15 thoughts on “Stable, mostly

  1. Congrats on the score–both prostate wise and car wise. Thinking of you, as always. (Another writing assignment–seriously??? Guess it’ll keep you off the streets. Lotsa love from CA to FL

    Liked by 1 person

  2. Marty, Happy Belated Birthday! Hugs to both you and your lovely wife! We, too, are continuing our battle here in Northern Cal. Stress is affecting me as caregiver but I would not wish to be anywhere else but beside my warrior. Your news makes and keeps me happy and hopeful. God bless you. BTW, my hubby’s situation is very similar to yours, including the PSA. His is lingering around .46. His oncologist says he has “plateaued”. Why does the theme song from the movie “Jaws” come into my mind? A little humor is always good, right? Prayers and best wishes to you! Gloria and Nacho

    Liked by 1 person

    • Hi, Gloria. Thanks for the good wishes. Yes, I guess plateauing is the proper term, and a little scary because I guess we all know in what direction it eventually will…stop plateauing. Still, we need to appreciate every day that we reside on the plateau. I hear you regarding the stress, but we can’t dwell on what might come in the future. Really no point in doing that. We gotta take it, as much of a cliche as it is, one day at a time. Best to you and Nacho. With a name like that, he must have had a really tough time in middle school. 🫣😇


  3. YOu continue to fill me with awe….your grace, your humor and your determination to LIVE until you can’t. I aspire to be as gracious as you are Marty. I am glad to call you friend and colleague!

    Liked by 1 person

  4. Hi Marty,

    Thank you for updating your fans. In general, I am very glad to read this report.

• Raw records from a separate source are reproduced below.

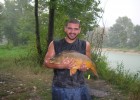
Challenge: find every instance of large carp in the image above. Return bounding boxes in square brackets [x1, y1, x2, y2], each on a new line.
[50, 51, 98, 77]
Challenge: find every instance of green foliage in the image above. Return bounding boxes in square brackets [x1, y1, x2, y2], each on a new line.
[104, 17, 140, 49]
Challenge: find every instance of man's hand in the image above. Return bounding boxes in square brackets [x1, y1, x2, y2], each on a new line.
[62, 57, 75, 69]
[79, 63, 89, 72]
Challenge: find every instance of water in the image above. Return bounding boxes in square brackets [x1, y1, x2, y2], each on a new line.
[105, 51, 140, 73]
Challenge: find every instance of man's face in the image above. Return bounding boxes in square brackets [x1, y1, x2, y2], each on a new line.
[65, 23, 80, 40]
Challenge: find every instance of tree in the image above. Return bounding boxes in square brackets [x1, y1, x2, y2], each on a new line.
[128, 25, 140, 48]
[109, 17, 133, 47]
[47, 0, 56, 47]
[35, 0, 42, 56]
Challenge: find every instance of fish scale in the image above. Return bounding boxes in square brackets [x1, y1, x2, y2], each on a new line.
[50, 51, 98, 77]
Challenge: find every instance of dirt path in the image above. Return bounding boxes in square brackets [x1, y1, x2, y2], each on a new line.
[0, 73, 128, 100]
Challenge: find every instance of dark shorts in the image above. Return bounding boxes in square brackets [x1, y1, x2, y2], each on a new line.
[52, 86, 91, 100]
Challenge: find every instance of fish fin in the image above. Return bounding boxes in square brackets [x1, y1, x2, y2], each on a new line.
[86, 62, 98, 77]
[70, 68, 77, 76]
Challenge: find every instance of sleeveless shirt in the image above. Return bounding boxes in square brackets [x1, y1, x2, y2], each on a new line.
[53, 39, 86, 88]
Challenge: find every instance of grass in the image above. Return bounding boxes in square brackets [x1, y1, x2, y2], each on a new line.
[96, 56, 140, 100]
[0, 47, 52, 100]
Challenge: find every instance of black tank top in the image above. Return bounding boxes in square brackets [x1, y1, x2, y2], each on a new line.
[53, 39, 86, 88]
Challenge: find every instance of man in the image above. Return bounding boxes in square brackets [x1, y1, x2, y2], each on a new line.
[44, 19, 91, 100]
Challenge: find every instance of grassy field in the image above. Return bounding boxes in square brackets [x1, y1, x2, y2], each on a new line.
[0, 46, 140, 100]
[0, 47, 52, 100]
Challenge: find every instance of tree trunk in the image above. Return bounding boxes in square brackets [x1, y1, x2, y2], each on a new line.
[47, 0, 55, 47]
[35, 0, 42, 56]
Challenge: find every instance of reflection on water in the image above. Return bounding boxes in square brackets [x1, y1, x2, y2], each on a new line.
[105, 51, 140, 73]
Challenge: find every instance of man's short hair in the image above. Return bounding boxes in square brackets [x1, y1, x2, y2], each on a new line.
[65, 19, 80, 27]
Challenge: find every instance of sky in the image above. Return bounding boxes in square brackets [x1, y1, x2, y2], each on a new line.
[99, 0, 140, 27]
[0, 0, 140, 27]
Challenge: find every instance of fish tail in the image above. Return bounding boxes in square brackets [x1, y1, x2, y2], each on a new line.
[89, 62, 98, 77]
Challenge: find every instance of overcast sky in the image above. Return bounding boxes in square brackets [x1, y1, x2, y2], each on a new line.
[0, 0, 140, 27]
[100, 0, 140, 27]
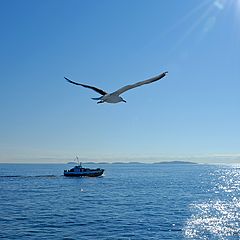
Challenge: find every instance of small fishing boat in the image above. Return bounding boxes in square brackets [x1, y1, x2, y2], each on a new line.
[64, 158, 104, 177]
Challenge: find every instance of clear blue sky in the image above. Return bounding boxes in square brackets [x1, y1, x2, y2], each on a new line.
[0, 0, 240, 162]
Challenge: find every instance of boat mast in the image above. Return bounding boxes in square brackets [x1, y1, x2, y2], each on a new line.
[76, 156, 82, 167]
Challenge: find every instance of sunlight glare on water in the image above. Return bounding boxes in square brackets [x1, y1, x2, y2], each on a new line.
[185, 168, 240, 239]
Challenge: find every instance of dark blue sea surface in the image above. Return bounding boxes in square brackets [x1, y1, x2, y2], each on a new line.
[0, 164, 240, 240]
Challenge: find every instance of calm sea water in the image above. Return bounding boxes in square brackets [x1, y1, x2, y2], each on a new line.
[0, 164, 240, 240]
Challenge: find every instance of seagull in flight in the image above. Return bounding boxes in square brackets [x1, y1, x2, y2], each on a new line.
[64, 72, 168, 103]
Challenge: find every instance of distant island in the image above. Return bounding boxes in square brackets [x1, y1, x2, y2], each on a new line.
[153, 161, 198, 164]
[67, 161, 198, 164]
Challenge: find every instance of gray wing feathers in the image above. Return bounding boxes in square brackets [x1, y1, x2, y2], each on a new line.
[112, 72, 168, 95]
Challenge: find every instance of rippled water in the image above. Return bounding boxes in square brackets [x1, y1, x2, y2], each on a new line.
[0, 164, 240, 240]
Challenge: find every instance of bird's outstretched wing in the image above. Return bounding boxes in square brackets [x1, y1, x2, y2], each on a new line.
[112, 72, 168, 95]
[64, 77, 107, 95]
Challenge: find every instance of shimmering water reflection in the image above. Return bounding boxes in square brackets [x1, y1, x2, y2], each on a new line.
[185, 167, 240, 239]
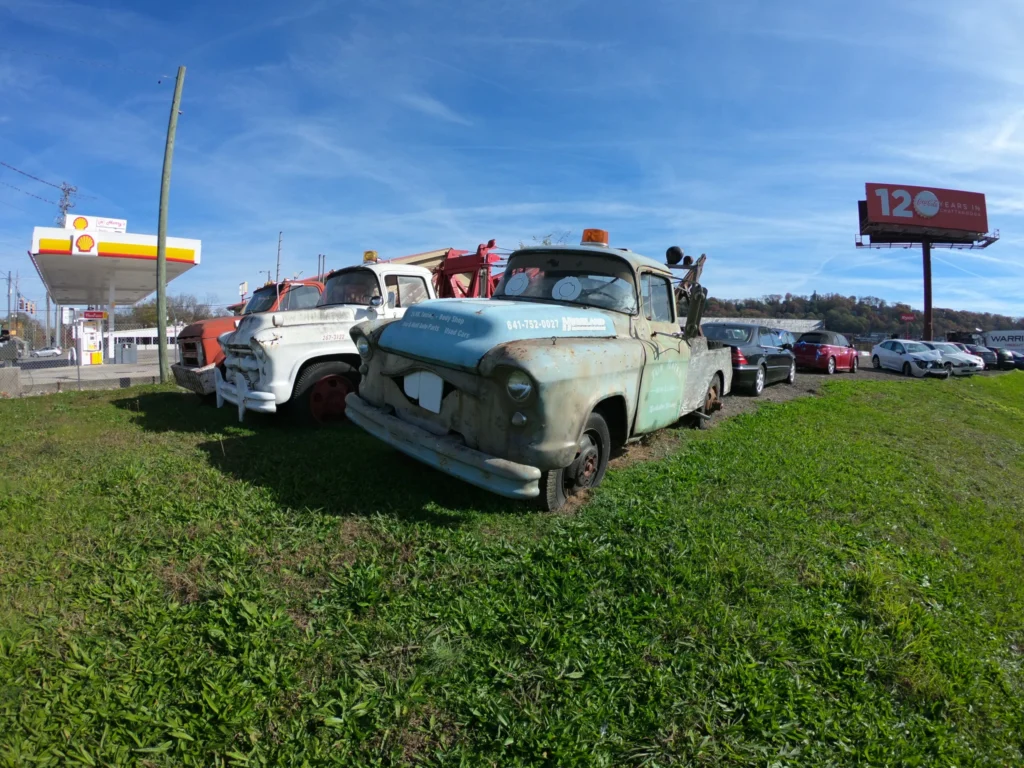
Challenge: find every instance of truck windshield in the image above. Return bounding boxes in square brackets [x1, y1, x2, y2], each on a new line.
[318, 269, 381, 306]
[494, 251, 637, 314]
[242, 286, 278, 314]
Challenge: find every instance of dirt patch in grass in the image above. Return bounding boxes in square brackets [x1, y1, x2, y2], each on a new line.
[156, 556, 207, 605]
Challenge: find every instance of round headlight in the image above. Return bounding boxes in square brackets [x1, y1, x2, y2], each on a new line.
[355, 336, 370, 360]
[505, 371, 534, 401]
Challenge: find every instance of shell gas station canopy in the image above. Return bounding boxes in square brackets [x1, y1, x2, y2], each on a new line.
[29, 215, 202, 306]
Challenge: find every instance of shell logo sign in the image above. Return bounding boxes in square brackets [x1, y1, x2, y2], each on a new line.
[75, 234, 96, 253]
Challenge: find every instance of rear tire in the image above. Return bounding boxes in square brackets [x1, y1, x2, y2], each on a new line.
[750, 366, 768, 397]
[693, 374, 722, 429]
[289, 361, 359, 426]
[539, 414, 611, 512]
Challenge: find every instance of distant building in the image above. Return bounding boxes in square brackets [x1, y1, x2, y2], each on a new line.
[700, 317, 825, 335]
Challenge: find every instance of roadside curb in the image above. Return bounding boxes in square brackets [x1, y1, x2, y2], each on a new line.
[22, 376, 160, 397]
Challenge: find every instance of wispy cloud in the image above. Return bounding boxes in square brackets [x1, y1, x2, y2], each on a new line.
[396, 93, 472, 126]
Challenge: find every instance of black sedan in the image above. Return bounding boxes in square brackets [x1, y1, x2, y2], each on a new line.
[989, 347, 1017, 371]
[964, 344, 999, 371]
[700, 323, 797, 397]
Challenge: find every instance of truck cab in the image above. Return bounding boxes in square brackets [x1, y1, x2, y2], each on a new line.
[347, 229, 732, 509]
[214, 262, 435, 424]
[171, 280, 324, 397]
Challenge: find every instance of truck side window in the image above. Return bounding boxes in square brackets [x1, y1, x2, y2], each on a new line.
[384, 274, 430, 307]
[640, 272, 676, 323]
[282, 286, 319, 309]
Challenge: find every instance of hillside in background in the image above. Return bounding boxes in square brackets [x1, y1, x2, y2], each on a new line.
[705, 293, 1024, 336]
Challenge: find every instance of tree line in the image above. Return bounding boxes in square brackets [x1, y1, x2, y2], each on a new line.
[705, 292, 1024, 337]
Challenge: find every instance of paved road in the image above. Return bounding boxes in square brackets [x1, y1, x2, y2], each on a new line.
[12, 350, 160, 393]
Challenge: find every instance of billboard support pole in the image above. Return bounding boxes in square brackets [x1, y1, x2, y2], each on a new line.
[921, 238, 932, 341]
[156, 67, 185, 384]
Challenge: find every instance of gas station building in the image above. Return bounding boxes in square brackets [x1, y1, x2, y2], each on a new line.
[29, 214, 202, 365]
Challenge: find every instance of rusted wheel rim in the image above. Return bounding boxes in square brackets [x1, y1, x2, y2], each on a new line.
[309, 375, 352, 424]
[565, 432, 601, 494]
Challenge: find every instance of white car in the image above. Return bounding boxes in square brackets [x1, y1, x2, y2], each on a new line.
[922, 341, 985, 376]
[871, 339, 949, 379]
[30, 347, 63, 357]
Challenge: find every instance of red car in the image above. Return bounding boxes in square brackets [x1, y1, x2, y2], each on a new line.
[793, 331, 859, 375]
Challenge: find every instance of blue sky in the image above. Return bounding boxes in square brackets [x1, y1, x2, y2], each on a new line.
[0, 0, 1024, 315]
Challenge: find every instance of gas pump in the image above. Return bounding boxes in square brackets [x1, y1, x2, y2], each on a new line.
[75, 317, 103, 366]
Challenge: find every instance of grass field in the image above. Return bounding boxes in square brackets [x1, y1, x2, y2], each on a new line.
[0, 373, 1024, 766]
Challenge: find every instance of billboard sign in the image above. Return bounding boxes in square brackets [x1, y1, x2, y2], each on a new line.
[65, 213, 128, 232]
[866, 183, 988, 233]
[985, 331, 1024, 352]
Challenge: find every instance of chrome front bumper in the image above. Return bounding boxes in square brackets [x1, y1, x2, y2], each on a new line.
[171, 362, 217, 395]
[345, 392, 541, 499]
[214, 368, 278, 421]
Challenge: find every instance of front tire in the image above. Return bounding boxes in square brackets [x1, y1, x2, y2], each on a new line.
[289, 361, 359, 426]
[540, 414, 611, 512]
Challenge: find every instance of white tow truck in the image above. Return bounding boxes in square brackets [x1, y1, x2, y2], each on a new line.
[215, 259, 436, 424]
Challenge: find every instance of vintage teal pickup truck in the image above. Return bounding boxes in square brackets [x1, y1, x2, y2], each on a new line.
[347, 229, 732, 509]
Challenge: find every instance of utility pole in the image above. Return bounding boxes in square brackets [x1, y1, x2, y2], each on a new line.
[921, 238, 934, 341]
[157, 67, 185, 384]
[273, 232, 283, 301]
[57, 181, 78, 226]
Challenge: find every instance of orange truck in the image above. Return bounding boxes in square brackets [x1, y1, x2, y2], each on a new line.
[171, 280, 324, 397]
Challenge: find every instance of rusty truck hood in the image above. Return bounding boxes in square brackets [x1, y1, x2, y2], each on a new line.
[380, 299, 615, 370]
[178, 315, 242, 339]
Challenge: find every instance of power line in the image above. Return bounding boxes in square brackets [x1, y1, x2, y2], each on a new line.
[0, 46, 173, 78]
[0, 160, 60, 189]
[0, 181, 60, 206]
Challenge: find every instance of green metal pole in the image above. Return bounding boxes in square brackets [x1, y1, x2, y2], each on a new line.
[157, 67, 185, 384]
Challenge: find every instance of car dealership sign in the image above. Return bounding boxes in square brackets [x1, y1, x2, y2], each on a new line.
[866, 183, 988, 232]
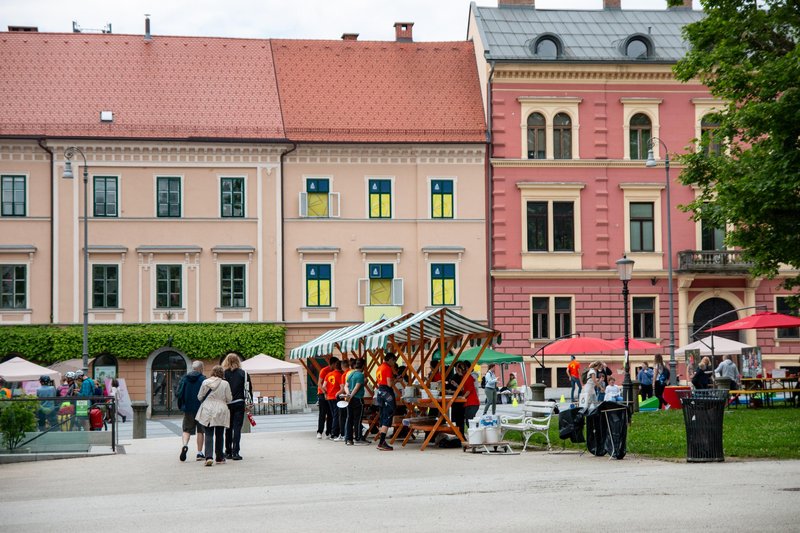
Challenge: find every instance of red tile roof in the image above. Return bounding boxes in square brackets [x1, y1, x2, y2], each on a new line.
[272, 39, 485, 142]
[0, 32, 485, 143]
[0, 32, 284, 139]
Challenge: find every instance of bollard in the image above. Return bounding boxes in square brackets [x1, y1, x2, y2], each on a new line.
[531, 383, 547, 402]
[131, 401, 147, 439]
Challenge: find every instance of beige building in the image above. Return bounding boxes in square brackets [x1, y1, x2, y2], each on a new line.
[0, 23, 487, 412]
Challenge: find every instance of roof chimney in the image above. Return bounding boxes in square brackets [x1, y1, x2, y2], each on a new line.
[497, 0, 536, 7]
[394, 22, 414, 43]
[669, 0, 692, 9]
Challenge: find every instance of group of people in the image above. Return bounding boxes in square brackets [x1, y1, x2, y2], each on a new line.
[317, 352, 490, 451]
[176, 353, 253, 466]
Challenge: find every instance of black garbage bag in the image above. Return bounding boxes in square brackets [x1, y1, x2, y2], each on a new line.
[558, 407, 586, 442]
[586, 402, 628, 459]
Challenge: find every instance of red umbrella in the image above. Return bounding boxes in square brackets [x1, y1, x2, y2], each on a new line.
[706, 311, 800, 331]
[542, 337, 617, 355]
[610, 337, 661, 350]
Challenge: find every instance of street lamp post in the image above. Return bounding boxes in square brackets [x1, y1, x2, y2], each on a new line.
[63, 146, 89, 376]
[617, 255, 634, 420]
[645, 137, 678, 385]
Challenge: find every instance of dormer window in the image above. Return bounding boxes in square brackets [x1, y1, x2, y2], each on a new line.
[625, 36, 653, 59]
[536, 37, 558, 59]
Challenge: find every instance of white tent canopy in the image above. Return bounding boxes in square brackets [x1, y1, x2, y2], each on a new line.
[0, 357, 61, 386]
[675, 335, 752, 357]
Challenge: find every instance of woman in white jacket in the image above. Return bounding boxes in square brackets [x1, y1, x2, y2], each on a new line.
[195, 365, 232, 466]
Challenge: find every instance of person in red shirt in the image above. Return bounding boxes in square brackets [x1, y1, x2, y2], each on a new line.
[317, 357, 339, 439]
[567, 355, 583, 403]
[375, 352, 397, 452]
[325, 358, 344, 440]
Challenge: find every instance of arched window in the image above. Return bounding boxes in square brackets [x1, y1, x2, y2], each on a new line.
[92, 353, 119, 382]
[625, 38, 650, 59]
[553, 113, 572, 159]
[536, 37, 558, 59]
[528, 113, 545, 159]
[630, 113, 652, 159]
[700, 115, 722, 155]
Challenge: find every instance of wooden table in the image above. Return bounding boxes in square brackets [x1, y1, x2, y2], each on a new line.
[403, 396, 467, 451]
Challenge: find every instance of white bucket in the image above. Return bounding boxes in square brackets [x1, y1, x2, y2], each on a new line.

    I’ll pray that the treatments continue to work and hope that maybe some physical therapy might help with the muscle challenges. I’ll bet you already have someone like that onboard.

    My very best to you and your family.



    Please excuse the typos, sent from the iPhone of Colin Hackley.

    Liked by 1 person

  5. Marty. Your attitude is wonderful and will take you far. We belong to a Miata club and membership is dwindling because drivers can’t easily get in their card anymore. We, too, have been fighting the big C and are happy for advances in treatment. After 6 months of chemo all is at bay got my better half except for those pesky lymph nodes seeking to lodge somewhere else. Making the most of life Is the best medicine. I’ll pray an ecumenical prayer for you.